「じゃあ何?
美奈ちゃんたち待ってくれてるから早くしてよ」
不満げに私が尋ねると
「可愛くないなー」
何て言いながら
続けて口を開く。
「水野のことでさ」
そう言った奴の顔は苦笑いに近いものだった。
「……水野くん?」
私もさっきまで気にしていたから
話題に上がったことに興味がわく。
「あ、水野のことは名字でもちゃんと名前呼ぶのかよー」
なんて頬を膨らましてる目の前のコイツはどうでもよくて、
「水野くんがどうしたの?」
何て続けると
「あー、あいつさ、本とか読んでてずっと1人じゃん。
最初は好きでそうしてるのかと思ったんだけど、
どうも違うみたいでさ」
「あー、私みたいなね。
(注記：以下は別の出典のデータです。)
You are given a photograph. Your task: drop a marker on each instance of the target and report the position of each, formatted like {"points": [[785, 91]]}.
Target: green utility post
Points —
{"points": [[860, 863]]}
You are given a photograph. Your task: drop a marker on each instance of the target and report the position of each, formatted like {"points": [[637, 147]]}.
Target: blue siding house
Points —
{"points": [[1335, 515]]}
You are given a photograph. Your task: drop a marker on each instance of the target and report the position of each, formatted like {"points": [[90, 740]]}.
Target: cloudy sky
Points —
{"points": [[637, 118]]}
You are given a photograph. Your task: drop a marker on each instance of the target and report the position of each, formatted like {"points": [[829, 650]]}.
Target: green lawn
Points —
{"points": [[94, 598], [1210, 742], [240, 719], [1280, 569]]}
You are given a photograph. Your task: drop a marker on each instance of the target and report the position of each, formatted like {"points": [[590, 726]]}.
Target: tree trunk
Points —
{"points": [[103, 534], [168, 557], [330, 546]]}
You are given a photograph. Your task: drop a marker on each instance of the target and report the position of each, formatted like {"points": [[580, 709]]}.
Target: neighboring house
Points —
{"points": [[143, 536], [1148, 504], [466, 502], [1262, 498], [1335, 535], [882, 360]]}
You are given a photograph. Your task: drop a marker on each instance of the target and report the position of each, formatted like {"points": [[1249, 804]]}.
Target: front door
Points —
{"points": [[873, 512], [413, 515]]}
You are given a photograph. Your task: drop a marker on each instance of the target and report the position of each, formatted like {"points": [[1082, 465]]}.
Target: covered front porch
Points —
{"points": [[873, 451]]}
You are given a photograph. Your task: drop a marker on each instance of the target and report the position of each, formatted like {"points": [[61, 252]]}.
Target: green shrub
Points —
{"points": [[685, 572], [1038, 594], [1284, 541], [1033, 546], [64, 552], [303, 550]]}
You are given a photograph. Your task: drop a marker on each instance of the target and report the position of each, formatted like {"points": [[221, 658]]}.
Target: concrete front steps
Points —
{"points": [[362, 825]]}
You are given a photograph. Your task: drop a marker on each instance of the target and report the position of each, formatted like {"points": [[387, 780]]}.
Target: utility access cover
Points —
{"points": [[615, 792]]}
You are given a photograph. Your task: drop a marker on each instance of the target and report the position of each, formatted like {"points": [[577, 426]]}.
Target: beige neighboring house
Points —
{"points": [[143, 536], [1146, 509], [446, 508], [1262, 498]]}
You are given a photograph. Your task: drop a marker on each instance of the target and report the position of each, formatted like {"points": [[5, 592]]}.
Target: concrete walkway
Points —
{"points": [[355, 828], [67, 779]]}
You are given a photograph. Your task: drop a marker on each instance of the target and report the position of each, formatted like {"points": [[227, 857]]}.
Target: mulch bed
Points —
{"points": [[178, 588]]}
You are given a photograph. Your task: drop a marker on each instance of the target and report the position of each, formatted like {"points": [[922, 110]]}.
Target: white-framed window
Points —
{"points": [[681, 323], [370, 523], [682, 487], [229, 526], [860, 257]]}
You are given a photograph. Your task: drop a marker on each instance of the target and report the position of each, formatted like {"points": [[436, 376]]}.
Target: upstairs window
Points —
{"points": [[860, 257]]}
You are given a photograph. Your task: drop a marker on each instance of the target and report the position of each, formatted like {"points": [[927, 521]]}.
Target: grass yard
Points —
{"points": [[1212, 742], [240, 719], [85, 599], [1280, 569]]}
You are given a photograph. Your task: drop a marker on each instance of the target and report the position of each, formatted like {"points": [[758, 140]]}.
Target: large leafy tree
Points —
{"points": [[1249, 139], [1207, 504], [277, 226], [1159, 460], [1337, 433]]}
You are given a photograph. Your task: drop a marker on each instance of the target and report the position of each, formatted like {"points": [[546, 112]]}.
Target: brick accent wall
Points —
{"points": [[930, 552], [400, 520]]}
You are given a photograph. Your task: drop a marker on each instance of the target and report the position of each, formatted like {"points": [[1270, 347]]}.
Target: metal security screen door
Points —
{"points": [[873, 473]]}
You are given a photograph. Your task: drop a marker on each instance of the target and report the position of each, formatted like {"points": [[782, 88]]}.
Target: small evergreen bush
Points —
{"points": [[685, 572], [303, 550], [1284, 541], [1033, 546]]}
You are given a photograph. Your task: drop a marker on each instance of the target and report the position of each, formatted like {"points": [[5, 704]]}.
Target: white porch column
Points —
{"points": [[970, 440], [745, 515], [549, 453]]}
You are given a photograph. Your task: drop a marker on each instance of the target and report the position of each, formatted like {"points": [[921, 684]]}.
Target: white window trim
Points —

」
なんて自分でもびっくりするような
自虐的なセリフがでたけど、
彼が前の私に似ているということは少し前から感じてたことだから。
「おっ、香乃子ちゃん、話が早い!」
全く褒められてる気もしなく
むしろけなされてるような気もしなくないけど、無視。
「……で?結局何が言いたいの?」
「あぁ、俺がさ農業体験でなにやるか聞いた時、
あいつ本読む手をとめたんだよ。
でも、俺特に気付かなくて
進めちゃったんだけど、
あれってあいつ考えようとしてくれたのかなーとか思いだしてさ」
……やっぱりいつも思うけど、
コイツ想像以上に人のこと見てる。
何て思いながら結論を急がせる。